SELECT f.uniquename AS protein_accession, product.value AS protein_name, srcfeature.residues AS residue_sequence, srcassembly.name AS source_type, location.fmin AS location_min, location.fmax AS location_max, location.strand
FROM feature f
JOIN cvterm polypeptide ON f.type_id=polypeptide.cvterm_id
JOIN featureprop product ON f.feature_id=product.feature_id
JOIN cvterm productprop ON product.type_id=productprop.cvterm_id
JOIN featureloc location ON f.feature_id=location.feature_id
JOIN feature srcfeature ON location.srcfeature_id=srcfeature.feature_id
JOIN cvterm srcassembly ON srcfeature.type_id=srcassembly.cvterm_id
WHERE polypeptide.name = 'polypeptide'
AND productprop.name = 'gene_product_name'
AND product.value LIKE '%bifunctional GDP-fucose synthetase: GDP-4-dehydro-6-deoxy-D-mannose epimerase and GDP-4-dehydro-6-L-deoxygalactose reductase%';

组装顺序非常长,我绝对不需要全部。使用 MySQL 的 SUBSTRING 方法提取我需要的部分以保存检索整个序列,还是在检索后使用编程语言的 substring 方法更好?下面的查询是我尝试使用在查询位置和长度期间获得的值的 SUBSTRING 方法。它不起作用,我的猜测是它需要多个 SELECT 语句才能工作。SQL 变得非常丑陋,我什至不确定最终的工作结果会更好。

您的想法是,使用 SQL SUBSTRING 执行此操作更好,还是仅使用编程语言和子字符串方法来显示我想要的内容,即使我已经检索了整个内容?

SELECT f.uniquename AS protein_accession, product.value AS protein_name, SUBSTRING(srcfeature.residues AS residue_sequence, location_min, location_max - location_min), srcassembly.name AS source_type, location.fmin AS location_min, location.fmax AS location_max, location.strand
FROM feature f
JOIN cvterm polypeptide ON f.type_id=polypeptide.cvterm_id
JOIN featureprop product ON f.feature_id=product.feature_id
JOIN cvterm productprop ON product.type_id=productprop.cvterm_id
JOIN featureloc location ON f.feature_id=location.feature_id
JOIN feature srcfeature ON location.srcfeature_id=srcfeature.feature_id
JOIN cvterm srcassembly ON srcfeature.type_id=srcassembly.cvterm_id
WHERE polypeptide.name = 'polypeptide'
AND productprop.name = 'gene_product_name'
AND product.value LIKE '%bifunctional GDP-fucose synthetase: GDP-4-dehydro-6-deoxy-D-mannose epimerase and GDP-4-dehydro-6-L-deoxygalactose reductase%';

编辑 这是一个不同基因(较短名称)的示例结果。我省略了查询序列中的部分,因为该部分有数千个字符长。我必须正确使用此处显示的 location_min 和 location_max 的值来 SUBSTRING。

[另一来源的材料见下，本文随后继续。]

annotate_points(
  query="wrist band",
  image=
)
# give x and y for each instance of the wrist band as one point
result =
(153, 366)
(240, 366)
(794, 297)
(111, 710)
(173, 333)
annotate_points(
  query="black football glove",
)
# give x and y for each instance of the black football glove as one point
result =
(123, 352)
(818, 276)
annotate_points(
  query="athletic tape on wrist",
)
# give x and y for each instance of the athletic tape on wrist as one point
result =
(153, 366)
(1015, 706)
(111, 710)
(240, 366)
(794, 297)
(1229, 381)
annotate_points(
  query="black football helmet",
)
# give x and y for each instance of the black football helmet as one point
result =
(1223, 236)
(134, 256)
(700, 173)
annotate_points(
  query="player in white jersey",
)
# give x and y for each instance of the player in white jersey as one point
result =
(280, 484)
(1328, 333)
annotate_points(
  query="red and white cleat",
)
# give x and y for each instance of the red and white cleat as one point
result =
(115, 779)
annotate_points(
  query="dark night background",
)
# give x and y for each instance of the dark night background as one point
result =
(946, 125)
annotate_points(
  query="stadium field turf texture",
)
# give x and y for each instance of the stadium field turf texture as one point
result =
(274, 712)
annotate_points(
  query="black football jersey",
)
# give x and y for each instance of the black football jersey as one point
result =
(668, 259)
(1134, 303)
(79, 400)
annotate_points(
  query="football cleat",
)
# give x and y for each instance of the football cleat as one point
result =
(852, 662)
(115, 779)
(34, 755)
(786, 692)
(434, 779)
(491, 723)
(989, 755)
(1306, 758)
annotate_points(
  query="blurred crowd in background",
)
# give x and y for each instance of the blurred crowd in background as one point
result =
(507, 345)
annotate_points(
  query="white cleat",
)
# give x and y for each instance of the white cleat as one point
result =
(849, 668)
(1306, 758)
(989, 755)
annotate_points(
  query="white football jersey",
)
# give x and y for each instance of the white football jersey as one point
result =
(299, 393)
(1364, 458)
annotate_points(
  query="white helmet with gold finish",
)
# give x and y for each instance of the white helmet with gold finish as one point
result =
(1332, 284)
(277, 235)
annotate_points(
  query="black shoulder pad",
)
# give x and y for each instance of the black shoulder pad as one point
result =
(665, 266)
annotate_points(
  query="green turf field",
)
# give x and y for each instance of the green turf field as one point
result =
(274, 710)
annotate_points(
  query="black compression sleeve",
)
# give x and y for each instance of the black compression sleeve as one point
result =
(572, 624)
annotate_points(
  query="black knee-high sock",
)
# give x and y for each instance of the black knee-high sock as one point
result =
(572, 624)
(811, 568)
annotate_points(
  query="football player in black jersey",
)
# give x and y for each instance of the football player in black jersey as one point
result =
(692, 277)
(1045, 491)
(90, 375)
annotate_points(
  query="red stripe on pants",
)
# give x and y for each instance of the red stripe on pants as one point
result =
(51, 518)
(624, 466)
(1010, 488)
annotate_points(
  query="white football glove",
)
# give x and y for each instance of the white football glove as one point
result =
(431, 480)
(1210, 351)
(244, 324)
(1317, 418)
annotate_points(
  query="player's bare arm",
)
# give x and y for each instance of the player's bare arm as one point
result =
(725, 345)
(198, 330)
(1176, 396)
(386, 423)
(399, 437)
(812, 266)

+-------------------+---------------------------------------------------+-------------+--------------+--------------+--------+
| protein_accession | protein_name                                      | source_type | location_min | location_max | strand |
+-------------------+---------------------------------------------------+-------------+--------------+--------------+--------+
| ECDH10B_0026      | bifunctional riboflavin kinase and FAD synthetase | assembly    |        21406 |        22348 |      1 |
+-------------------+---------------------------------------------------+-------------+--------------+--------------+--------+
4

2 回答 2

1

as来错地方了。它需要在结束括号之后进行substring()

SELECT f.uniquename AS protein_accession, product.value AS protein_name,
       SUBSTRING(srcfeature.residues, location_min, location_max - location_min)  AS residue_sequence,
       srcassembly.name AS source_type, location.fmin AS location_min, location.fmax AS location_max, location.strand
FROM feature f
JOIN cvterm polypeptide ON f.type_id=polypeptide.cvterm_id
JOIN featureprop product ON f.feature_id=product.feature_id
JOIN cvterm productprop ON product.type_id=productprop.cvterm_id
JOIN featureloc location ON f.feature_id=location.feature_id
JOIN feature srcfeature ON location.srcfeature_id=srcfeature.feature_id
JOIN cvterm srcassembly ON srcfeature.type_id=srcassembly.cvterm_id
WHERE polypeptide.name = 'polypeptide'
AND productprop.name = 'gene_product_name'
AND product.value LIKE '%bifunctional GDP-fucose synthetase: GDP-4-dehydro-6-deoxy-D-mannose epimerase and GDP-4-dehydro-6-L-deoxygalactose reductase%';

至于您的另一个问题,我认为在查询中提取所需的数据比将不必要的数据传回应用程序更有意义。这节省了通信开销。另外,如果数据库使用多个线程/处理器,它就有机会并行运行。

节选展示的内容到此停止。